Why is that considered “torture”?
It’s monotonous. Repetitive. Boring.
I have a love-hate relationship with the feeling of boredom.
On one hand, being bored means you can’t find anything to fix your attention on. It means you can’t penetrate the activity enough to find something of value. Sometimes, it strikes me as evidence of a weak mind.
Take the example of doing one hundred get ups. One hundred of anything is usually enough to obliterate our attention. But isn’t this the point of repetition? To train our powers of focus and to help us notice the subtleties.
Take a foundational move in a martial art, say, a standard kick. If the martial artist kicks one hundred times, none of those kicks will be the same. Yes, the beginner will claim that a kick is just a kick, that it feels no different from the next. But the master, who has launched thousands of kicks, recognises that no two kicks are ever the same.

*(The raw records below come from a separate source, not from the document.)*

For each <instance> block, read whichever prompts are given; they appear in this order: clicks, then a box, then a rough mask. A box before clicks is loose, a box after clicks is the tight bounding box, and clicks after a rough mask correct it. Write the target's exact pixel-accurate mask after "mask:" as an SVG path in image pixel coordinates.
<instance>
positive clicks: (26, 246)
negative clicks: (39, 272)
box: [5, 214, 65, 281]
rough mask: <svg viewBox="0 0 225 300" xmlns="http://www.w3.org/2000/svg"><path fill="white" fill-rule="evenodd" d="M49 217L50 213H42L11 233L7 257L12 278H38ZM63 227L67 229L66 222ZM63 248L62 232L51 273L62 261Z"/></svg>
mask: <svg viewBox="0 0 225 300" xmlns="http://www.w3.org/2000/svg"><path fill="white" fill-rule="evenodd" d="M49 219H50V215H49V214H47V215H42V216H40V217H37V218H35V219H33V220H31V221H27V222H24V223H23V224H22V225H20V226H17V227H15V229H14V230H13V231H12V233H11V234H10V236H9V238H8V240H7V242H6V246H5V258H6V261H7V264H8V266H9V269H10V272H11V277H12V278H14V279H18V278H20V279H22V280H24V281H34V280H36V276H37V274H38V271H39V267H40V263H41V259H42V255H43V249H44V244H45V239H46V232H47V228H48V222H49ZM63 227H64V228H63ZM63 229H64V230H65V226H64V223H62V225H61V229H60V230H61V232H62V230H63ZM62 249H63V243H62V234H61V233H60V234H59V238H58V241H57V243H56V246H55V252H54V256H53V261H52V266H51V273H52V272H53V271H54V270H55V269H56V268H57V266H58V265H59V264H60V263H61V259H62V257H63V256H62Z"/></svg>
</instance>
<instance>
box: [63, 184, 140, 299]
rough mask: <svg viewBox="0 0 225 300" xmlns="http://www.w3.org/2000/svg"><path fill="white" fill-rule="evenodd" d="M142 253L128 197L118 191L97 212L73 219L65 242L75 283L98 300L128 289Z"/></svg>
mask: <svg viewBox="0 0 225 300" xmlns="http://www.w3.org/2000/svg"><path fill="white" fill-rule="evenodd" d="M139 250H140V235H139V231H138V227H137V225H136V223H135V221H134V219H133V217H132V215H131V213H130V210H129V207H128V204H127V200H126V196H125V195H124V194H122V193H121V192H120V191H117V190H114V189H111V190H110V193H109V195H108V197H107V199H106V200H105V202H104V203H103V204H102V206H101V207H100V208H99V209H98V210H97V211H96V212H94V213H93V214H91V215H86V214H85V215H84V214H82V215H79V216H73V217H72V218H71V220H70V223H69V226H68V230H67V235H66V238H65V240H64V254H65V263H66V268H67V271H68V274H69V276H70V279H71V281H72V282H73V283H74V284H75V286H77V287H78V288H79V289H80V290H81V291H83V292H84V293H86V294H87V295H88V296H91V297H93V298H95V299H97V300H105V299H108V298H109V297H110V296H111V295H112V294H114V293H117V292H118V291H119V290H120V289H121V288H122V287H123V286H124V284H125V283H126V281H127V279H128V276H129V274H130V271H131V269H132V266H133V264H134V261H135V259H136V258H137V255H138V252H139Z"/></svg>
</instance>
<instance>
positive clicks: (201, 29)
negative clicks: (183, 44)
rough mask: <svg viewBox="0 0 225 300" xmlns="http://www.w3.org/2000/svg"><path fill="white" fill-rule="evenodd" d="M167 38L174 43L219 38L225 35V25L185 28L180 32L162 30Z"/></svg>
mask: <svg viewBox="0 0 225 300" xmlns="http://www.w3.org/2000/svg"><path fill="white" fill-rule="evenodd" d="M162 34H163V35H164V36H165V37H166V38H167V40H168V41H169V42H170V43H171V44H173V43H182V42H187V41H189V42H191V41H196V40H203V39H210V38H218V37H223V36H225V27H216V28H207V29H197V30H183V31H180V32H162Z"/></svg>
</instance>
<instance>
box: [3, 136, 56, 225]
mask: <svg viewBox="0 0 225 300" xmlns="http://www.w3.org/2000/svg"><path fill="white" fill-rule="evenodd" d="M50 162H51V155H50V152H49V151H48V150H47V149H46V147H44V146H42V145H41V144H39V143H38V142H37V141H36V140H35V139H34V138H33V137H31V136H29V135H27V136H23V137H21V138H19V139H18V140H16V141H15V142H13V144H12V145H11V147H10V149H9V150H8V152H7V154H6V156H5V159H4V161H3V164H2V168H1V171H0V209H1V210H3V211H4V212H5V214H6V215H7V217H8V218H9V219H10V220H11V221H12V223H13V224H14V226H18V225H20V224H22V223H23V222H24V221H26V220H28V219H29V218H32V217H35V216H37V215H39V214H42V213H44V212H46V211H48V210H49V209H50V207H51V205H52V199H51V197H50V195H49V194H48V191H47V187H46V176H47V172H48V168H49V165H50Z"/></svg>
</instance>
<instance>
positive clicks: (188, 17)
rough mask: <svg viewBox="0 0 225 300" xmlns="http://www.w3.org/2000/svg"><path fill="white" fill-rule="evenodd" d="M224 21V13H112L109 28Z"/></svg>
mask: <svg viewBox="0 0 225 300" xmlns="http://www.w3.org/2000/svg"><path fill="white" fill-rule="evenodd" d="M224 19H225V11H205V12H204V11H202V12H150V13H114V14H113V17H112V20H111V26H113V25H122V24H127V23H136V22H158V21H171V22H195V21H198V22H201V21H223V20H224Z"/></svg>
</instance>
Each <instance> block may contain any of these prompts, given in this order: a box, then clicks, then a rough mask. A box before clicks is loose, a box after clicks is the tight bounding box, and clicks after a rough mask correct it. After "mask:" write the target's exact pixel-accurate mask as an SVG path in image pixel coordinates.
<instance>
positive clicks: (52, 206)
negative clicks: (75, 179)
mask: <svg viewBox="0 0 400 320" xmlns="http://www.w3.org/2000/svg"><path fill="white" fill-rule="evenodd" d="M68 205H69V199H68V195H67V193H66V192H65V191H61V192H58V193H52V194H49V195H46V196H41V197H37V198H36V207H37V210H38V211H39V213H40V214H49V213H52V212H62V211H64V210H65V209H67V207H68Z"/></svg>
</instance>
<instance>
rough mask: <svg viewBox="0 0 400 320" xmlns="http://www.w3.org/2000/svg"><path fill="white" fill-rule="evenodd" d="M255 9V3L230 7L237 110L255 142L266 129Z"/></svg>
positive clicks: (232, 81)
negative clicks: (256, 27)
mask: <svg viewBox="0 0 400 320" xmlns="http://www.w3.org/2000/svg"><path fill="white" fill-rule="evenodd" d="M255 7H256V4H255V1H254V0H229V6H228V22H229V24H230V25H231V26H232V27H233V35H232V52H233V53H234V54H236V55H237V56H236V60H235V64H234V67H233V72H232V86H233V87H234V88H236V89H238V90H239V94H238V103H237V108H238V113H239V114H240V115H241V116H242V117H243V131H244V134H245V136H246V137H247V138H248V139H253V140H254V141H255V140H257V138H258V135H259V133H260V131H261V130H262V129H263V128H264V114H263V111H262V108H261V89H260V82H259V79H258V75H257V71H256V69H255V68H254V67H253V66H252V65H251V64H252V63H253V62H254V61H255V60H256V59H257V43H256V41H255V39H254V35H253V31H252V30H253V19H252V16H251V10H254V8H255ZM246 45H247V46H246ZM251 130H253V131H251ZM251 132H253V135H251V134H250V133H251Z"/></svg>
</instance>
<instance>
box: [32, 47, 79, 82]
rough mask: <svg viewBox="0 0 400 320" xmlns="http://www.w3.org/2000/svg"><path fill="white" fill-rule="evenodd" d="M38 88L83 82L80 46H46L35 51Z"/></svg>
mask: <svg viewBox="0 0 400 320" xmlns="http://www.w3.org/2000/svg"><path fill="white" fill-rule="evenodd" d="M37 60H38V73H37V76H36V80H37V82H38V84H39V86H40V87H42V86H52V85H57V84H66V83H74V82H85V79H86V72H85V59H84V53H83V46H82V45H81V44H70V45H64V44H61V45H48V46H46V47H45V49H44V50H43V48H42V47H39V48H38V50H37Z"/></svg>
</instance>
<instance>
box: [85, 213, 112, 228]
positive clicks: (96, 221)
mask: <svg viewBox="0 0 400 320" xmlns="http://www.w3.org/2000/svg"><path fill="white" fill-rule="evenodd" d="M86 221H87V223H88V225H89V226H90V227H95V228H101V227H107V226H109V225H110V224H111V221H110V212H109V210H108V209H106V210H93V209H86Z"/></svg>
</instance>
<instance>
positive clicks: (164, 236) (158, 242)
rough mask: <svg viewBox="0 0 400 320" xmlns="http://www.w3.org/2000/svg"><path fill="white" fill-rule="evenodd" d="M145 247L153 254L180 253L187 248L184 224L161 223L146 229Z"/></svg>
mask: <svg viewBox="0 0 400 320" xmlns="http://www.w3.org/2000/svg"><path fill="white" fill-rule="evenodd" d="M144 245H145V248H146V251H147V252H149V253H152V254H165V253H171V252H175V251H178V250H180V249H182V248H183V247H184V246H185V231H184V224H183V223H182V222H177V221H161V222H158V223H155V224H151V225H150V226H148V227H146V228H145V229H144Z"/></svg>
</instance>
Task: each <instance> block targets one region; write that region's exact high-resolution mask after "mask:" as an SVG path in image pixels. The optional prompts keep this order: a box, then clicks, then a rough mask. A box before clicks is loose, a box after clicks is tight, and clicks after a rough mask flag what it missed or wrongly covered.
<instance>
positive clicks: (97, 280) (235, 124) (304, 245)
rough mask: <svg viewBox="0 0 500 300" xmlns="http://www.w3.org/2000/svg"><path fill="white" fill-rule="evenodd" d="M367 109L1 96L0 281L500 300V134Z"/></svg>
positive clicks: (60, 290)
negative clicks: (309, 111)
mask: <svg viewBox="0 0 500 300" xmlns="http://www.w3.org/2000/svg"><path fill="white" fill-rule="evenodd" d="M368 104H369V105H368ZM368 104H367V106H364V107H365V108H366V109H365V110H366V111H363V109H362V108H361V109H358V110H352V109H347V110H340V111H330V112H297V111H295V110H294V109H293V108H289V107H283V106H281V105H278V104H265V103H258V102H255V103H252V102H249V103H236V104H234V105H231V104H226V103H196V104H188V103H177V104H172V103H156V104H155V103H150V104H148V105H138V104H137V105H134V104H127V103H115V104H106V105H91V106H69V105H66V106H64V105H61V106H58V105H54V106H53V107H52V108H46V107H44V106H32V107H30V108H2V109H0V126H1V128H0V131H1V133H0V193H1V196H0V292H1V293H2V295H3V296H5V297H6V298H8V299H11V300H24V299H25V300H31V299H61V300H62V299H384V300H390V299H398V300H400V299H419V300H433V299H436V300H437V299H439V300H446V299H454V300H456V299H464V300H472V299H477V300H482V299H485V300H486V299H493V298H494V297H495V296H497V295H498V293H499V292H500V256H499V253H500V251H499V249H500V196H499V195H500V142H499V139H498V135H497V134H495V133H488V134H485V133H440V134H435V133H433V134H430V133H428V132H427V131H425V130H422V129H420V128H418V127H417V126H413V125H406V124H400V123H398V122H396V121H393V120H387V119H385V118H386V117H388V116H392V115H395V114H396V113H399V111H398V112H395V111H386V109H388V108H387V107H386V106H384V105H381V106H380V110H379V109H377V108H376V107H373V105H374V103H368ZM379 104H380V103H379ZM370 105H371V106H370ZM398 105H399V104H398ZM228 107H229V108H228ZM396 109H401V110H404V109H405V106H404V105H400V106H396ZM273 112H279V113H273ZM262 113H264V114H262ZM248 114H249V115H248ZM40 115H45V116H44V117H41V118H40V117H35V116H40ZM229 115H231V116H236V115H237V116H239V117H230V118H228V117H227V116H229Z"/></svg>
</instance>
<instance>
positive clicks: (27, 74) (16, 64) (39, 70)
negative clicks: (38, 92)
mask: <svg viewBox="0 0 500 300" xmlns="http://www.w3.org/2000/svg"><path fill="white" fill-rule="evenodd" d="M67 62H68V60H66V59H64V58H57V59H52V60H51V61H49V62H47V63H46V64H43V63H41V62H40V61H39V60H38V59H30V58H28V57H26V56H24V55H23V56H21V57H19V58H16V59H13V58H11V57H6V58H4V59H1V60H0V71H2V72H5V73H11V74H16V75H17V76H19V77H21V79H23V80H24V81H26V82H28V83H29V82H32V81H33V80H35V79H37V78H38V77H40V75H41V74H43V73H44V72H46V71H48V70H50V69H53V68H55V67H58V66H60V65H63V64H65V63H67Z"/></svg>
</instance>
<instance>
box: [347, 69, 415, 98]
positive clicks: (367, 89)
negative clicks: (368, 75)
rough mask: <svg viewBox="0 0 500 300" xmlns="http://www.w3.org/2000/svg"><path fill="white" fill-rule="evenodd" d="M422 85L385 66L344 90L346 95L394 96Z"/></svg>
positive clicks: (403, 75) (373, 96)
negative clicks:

This pattern is visible in human interaction too. No two conversations are ever identical. Something will differ. The topic may be the same, but the views may change, the way they are expressed may be more or less effective, the dominance of one over another in the talk:listen ratio changes.
Repetition trains focus and it helps us detect small differences. But only if that repetition is mindful.
If you cannot generate enough focus, if you cannot be fully immersed in the activity, fully present, you won’t notice the richness of the activity. You’ll get bored.
A kick is just a kick right?
On the other hand, being bored is a sign of mental health. As Nassim Taleb puts it: “If you get easily bored, it means that your BS detector is functioning properly”.
If I start a new novel and it’s full of grey characters, cliches and an old and tired plot, two things will happen. One, I’ll get bored. Two, I’ll stop reading it.
But then is that my bullshit detector working? Maybe I wasn’t paying it full attention? Maybe I was only half present?
Boredom is good and bad.
As I try and wrap up this tour through my mind, I’m trying to decide which side of the fence to fall upon. My intuition is declaring to me, “boredom is for those with weak minds.”
And I’m tempted to agree, but with one caveat.
Frequent bouts of boredom are evidence of a weak mind. A mind that is not fully engaged.
There’s so much in our world to do, to see, to learn about, to talk about, to think about, that boredom is almost inexcusable.
Infrequent bouts of boredom mean that you haven’t lost the ability to prioritise, to say, “this isn’t worth my time”.
If boredom strikes irregularly, you’re okay.
But if you’re bored every single day, you need to pay closer attention to your life.